Cauchois (/fr/; Caucheis) is one of the eastern dialects of the Norman language that is spoken in and takes its name from the Pays de Caux region of the Seine-Maritime department.

==Status==
The Pays de Caux is one of the remaining strongholds of the Norman language outside the Cotentin. Statistics give a wide range of interpretations as to numbers of speakers: between 0.3% and 19.1% of residents of Seine-Maritime identify themselves as speakers of Cauchois.

==Phonology==
These are some distinguishing features of Cauchois from other Norman dialects:
- the absence of /h/
- the loss of /r/ between vowels
- a greater tendency to metathesis than in western dialects: e(u)j instead of jé (English I), eud instead of dé (of), euq instead of qué (that), eul instead of lé (the)

==Literature==

Literature in Norman is published in magazines, both in mainland Normandy and the Channel Islands, such as Le Pucheux from the Pays de Caux. This issue from 2005 highlights language and literature from across the Norman-speaking regions.

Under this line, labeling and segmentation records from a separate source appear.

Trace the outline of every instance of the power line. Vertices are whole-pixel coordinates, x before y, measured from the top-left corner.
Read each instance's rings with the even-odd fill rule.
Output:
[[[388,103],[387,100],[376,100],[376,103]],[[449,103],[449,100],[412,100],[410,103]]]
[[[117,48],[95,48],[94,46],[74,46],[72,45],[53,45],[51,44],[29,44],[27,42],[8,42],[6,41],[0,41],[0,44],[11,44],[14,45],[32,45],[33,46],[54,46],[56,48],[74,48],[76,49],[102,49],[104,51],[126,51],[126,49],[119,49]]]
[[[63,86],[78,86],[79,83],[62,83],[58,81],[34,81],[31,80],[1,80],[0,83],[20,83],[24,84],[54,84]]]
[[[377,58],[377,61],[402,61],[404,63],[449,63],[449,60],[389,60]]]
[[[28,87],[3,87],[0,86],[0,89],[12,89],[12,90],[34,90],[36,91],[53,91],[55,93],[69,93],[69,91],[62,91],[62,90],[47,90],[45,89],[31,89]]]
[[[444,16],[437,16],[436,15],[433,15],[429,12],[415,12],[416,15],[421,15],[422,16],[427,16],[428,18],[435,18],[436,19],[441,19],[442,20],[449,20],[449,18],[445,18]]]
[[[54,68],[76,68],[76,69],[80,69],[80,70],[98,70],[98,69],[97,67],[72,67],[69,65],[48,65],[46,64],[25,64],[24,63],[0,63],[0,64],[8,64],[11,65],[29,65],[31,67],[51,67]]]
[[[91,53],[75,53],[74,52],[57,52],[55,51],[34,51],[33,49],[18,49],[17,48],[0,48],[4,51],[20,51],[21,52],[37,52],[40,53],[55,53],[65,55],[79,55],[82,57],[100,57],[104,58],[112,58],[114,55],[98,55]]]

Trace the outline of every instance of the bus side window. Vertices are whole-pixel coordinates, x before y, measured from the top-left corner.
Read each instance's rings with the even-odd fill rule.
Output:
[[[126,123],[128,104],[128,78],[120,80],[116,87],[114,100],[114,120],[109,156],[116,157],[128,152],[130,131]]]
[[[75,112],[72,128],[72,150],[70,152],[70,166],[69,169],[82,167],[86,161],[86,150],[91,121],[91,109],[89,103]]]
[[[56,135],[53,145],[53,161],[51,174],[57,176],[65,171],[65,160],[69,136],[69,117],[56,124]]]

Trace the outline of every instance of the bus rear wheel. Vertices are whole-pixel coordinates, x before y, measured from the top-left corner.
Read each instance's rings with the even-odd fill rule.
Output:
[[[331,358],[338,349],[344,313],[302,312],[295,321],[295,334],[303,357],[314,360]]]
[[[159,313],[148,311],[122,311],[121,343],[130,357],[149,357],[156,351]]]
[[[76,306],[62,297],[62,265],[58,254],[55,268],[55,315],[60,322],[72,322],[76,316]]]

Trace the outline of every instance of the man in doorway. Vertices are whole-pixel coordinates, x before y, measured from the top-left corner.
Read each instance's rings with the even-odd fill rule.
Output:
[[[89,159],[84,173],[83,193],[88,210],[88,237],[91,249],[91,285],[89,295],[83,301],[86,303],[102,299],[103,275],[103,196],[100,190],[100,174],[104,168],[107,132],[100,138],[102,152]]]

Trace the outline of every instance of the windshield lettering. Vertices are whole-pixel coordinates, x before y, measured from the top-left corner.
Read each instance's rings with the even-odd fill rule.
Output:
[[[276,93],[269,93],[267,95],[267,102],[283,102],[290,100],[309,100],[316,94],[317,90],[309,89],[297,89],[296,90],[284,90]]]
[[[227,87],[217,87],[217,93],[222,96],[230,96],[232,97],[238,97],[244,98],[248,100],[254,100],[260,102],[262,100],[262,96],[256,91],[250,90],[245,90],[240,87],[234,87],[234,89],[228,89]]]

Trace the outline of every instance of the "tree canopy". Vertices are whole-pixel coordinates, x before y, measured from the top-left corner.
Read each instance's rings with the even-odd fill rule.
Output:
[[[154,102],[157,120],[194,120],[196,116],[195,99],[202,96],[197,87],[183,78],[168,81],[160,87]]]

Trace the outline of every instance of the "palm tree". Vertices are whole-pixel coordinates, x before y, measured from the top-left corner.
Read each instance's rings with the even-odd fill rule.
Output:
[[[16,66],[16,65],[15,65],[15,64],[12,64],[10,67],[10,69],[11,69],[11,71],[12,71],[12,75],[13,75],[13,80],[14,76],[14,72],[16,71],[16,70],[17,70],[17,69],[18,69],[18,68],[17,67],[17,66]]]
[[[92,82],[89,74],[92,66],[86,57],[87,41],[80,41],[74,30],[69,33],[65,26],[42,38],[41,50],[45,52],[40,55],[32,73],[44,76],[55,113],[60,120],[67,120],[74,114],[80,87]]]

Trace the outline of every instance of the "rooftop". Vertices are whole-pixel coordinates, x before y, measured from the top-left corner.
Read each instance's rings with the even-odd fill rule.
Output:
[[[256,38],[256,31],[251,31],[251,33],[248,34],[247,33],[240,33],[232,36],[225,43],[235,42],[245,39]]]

The Purin literature of the 17th and 18th centuries, published in Rouen, is the earliest Norman literature displaying Cauchois features. However, the Norman literary revival, which started in the Channel Islands and Cotentin in the 19th century, was not reflected in the Pays de Caux until the early 20th century. From 1910 onwards, a range of literature was produced; one of the features of Norman literature characteristic of Cauchois literature was the mixture of French and Norman. In Lower Normandy, Norman literature since the revival period has tended to be as exclusively Norman as possible. In the Pays de Caux, by contrast, alongside literature written exclusively in Cauchois, a genre of literature developed in which narrative is written in French and dialogue in Cauchois, or dialogue is written in French or Cauchois, according to the language of the character.

Notable writers in Cauchois include Gabriel Benoist (author of the Thanase Pèqueu stories), Ernest Morel, Gaston Demongé, Maurice Le Sieutre and Marceau Rieul. Jehan Le Povremoyne (pseudonym of Ernest Coquin) wrote stories of the mixed dialogue genre, as did Raymond Mensire.